# ANts eating my crickets



## MikeOLogical (Oct 5, 2005)

hello all, i'm new to this board, and new to insects in general... i went to the reptile expo the other day and came home with a nice fat emperor scorpion, my first pet arthropod...

first thing i notice is he eats more than expected... the first day i gave him 2 mealworms and a cricket, second day he ate 3 more crickets and 2 mealworms...

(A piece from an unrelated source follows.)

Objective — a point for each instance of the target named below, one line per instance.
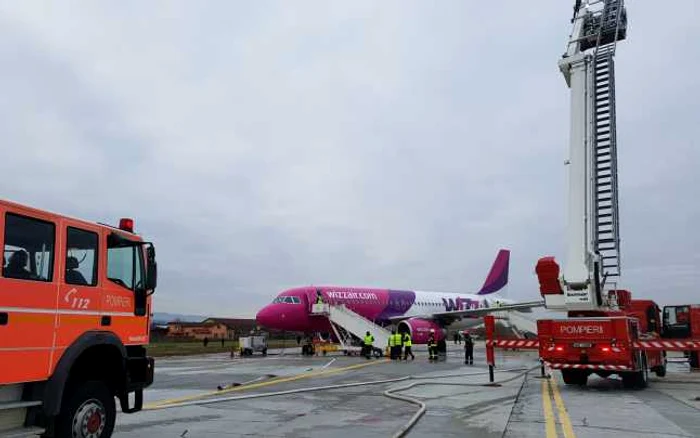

today i bought more crickets and found total carnage... ants were everywherer and my crickets were losing the battle bigtime... so rather than put the new crickets into the keeper with the ants, i put them in the scorpion tank while i cleaned up the ant mess...

when i went back an hour later the scorpion had eaten 10 of the dozen crickets, and the other two were hiding under the water dish...

am i feeding my scorpion too much?

also i was a bit confused as to which reptile supplement i should dust my bugs with, the stuff with phosphorous or without?

thanks in advance


----------



## Predator (Oct 5, 2005)

Welcome to the boards.  I wouldnt worry too much about over feeding.  Usually when they go on an eating binge its because they are going to molt soon or are gravid.  Although I do find it odd that it could eat 10 crickets in an hour.  Mine usually take about 30min to an hour to eat a cricket.  About how big is your scorp?  I dont suggest dusting your crickets with anything.  Im not sure its even good for them.  I use flukers gut load that I feed to my crickets before I offer them to my scorps.


----------



## MikeOLogical (Oct 5, 2005)

its about 3-4 inches long not including the tail... i suspect he may be a she and she may be gravid, because the tail is fat and the membranes between the body plates look to be stretched somewhat... i picked the biggest fattest one at the show, hoping to get a pregnant female...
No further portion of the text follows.